The great Italian director Federico Fellini noticed Nico when she walked through the set of his most famous film La Dolce Vita and he immediately gave her a small cameo role starring as herself. This seemed to always happen to Nico, she had got her break in modelling by simply standing outside an upscale Berlin department store. With her striking, stunning beauty she was always going to attract attention.

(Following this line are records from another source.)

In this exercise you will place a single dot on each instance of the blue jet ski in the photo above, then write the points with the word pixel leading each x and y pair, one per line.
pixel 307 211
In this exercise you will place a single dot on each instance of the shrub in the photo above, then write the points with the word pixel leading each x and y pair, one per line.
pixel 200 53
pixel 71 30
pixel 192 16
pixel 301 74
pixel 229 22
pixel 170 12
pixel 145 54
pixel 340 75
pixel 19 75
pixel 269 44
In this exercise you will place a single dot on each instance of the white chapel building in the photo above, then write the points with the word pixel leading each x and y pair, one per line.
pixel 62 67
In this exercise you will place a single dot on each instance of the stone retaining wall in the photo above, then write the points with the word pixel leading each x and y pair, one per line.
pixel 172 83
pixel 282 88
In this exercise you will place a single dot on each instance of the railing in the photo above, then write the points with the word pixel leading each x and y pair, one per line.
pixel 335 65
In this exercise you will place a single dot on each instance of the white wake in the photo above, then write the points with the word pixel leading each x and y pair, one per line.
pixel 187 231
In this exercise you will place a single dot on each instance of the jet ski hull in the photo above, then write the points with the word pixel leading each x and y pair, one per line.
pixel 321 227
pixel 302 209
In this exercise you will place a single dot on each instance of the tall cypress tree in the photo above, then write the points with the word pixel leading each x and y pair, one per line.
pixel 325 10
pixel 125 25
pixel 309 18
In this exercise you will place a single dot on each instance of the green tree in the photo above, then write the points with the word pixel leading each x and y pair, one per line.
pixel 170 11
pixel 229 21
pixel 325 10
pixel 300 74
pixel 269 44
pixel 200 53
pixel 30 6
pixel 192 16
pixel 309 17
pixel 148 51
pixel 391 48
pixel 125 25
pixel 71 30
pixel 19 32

Nico’s life is the stuff of legend and like all legends the exact details are somewhat hazy. She was either born in 1938 or 1943 in either Cologne or Budapest (though it was probably 1938 in Cologne). She started modelling at 16 in Berlin which led to a peripatetic existence that was to continue throughout her life. She spent a large part of the Sixties in New York where she met Andy Warhol and consequently become one of his Superstars, starring in his experimental extravaganzas, most notably Chelsea Girls. Warhol then decided that The Factory house band The Velvet Underground needed a chaunteuse and who better than Nico, the Teutonic Ice Queen with her distinctive husky, heavily accented monotone? The main movers in The Velvet Underground, the singer Lou Reed and the Welsh sound wizard John Cale initially met the suggestion with consternation. Nico was a notoriously capacious and difficult character who was also tone deaf. However she featured on lead vocals on three songs (Femme Fatale, I’ll Be Your Mirror and All Tomorrows Parties) on their ground-breaking and hugely influential debut album The Velvet Underground & Nico.

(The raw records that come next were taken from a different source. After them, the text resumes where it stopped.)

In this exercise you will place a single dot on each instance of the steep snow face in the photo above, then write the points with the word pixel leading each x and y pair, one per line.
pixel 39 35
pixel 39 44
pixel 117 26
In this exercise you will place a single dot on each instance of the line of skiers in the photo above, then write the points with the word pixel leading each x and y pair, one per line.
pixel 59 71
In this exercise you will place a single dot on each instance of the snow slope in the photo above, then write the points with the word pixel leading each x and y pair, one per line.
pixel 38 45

She left the group to pursue a solo career, however she only started to write her own material at the suggestion of Jim Morrison of The Doors with who she had a particularly intense relationship. After his death she dyed her hair black and started to sport heavy, dark clothes and recorded with the help of John Cale the desolate, wintry The Marble Index in 1969, the first of three albums unmatched in their crushing bleakness. Unsurprisingly there all sold poorly, as Cale remarked ‘you can’t sell suicide,’ and Nico spent the next two decades as the junkie Dietrich. Her addiction was such that hardened drug fiends crossed the road to avoid her.
Nico’s death was spectacularly bathetic. She had finally getting her act together: successfully kicking her heroin habit and re-established relations with her adult son Ari from her relationship with the actor Alain Delon. She was on holiday with Ari in the Balearic island of Ibiza when she announced that she was off to buy some marijuana and on the way fell off her bicycle suffering a cerebral haemorrhage. A taxi driver found her on the hillside and took her to four hospitals before she was admitted. She was misdiagnosed as suffering from sunstroke before dying the next day.
Nico, known as the Moon Goddess and Queen of the Bad Girls was cremated and buried in her mother’s grave in Berlin.